União Brasileira do Biodiesel e Bioquerosene quer que a mistura passe de 6% para 7%

Deve ser votado nesta terça, dia 5, na Câmara dos Deputados, o relatório da comissão mista que trata do aumento da mistura de biodiesel no diesel convencional. A expectativa é de que o índice passe para 7% a partir de novembro.

A medida tem estimulado pesquisas para a produção do biodiesel a partir de diferentes matérias-primas. Em 2010, a Agência Nacional do Petróleo tornou obrigatória a mistura de 5% de biodiesel. Em julho deste ano, o índice passou para 6%. Agora, a União Brasileira do Biodiesel e Bioquerosene (Ubrabio) espera o novo aumento da mistura.

– Nós temos hoje a capacidade de aumentar o biodiesel de 6% que é praticado, até 12% se utilizássemos a capacidade total das indústrias. Então, para esse aumento não é necessário mais investimento. Nós entendemos que, pela ociosidade das indústrias, que beira a 60%, seja necessário propor um aumento gradativo até 2018, passando, em 2018, para 10% – diz o diretor superintendente da Ubrabio, Donizete Tokarski.
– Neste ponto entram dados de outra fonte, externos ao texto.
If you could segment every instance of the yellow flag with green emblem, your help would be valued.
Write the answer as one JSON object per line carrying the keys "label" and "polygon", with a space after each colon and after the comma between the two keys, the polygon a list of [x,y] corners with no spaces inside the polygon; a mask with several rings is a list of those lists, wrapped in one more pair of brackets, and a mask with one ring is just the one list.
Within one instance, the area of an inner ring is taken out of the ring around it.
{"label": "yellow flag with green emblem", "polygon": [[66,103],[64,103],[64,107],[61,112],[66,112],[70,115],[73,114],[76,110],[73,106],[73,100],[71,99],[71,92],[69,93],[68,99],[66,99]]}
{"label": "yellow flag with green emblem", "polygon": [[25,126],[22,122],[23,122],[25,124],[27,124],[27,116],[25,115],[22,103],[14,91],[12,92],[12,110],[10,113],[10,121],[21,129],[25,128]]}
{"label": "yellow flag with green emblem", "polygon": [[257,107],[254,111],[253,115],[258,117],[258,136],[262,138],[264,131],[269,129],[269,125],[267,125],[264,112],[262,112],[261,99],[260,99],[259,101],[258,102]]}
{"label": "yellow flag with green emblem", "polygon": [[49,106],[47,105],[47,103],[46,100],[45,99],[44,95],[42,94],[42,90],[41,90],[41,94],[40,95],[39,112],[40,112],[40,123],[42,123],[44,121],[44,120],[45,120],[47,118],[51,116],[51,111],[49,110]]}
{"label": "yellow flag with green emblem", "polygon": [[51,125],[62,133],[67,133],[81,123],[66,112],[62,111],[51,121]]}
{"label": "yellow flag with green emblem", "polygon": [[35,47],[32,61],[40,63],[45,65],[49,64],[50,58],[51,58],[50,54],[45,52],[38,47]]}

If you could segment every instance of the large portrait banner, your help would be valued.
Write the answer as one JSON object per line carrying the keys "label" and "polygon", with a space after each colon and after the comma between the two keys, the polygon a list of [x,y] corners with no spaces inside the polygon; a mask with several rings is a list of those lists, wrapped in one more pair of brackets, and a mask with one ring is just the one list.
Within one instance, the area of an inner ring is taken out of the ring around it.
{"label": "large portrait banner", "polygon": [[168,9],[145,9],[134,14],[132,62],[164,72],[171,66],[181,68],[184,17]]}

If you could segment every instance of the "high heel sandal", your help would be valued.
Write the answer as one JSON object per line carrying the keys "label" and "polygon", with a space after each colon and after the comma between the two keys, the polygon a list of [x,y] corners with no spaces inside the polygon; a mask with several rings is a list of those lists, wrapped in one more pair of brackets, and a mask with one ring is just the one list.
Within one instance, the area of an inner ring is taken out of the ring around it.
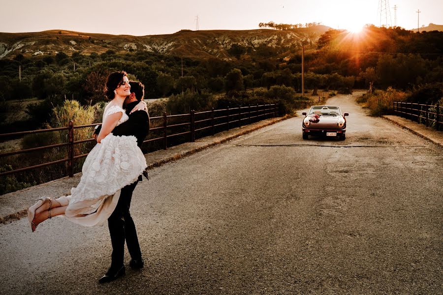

Dos oito bilhões de litros de biodiesel, que poderiam ser fabricados por ano, o Brasil produz apenas a metade. O óleo de soja representa 74% da matéria-prima usada para a fabricação do biocombustível; 20% é de gordura bovina; 2% óleo de algodão e 1% de fritura. Os 3% restantes englobam outros materiais como gordura de porco.

O biodiesel também pode ser feito a partir de oleaginosas menos comuns, como o pinhão-manso e a macaúba. Uma das matérias-primas com grande potencial para produção de biodiesel é o dendê. A principal vantagem é a alta produtividade do óleo, que pode chegar a seis toneladas por hectare ao ano, enquanto a soja produz meia tonelada. Mas os pesquisadores tem o desafio de otimizar o processo de produção, que acaba se tornando mais caro em função da acidez do produto.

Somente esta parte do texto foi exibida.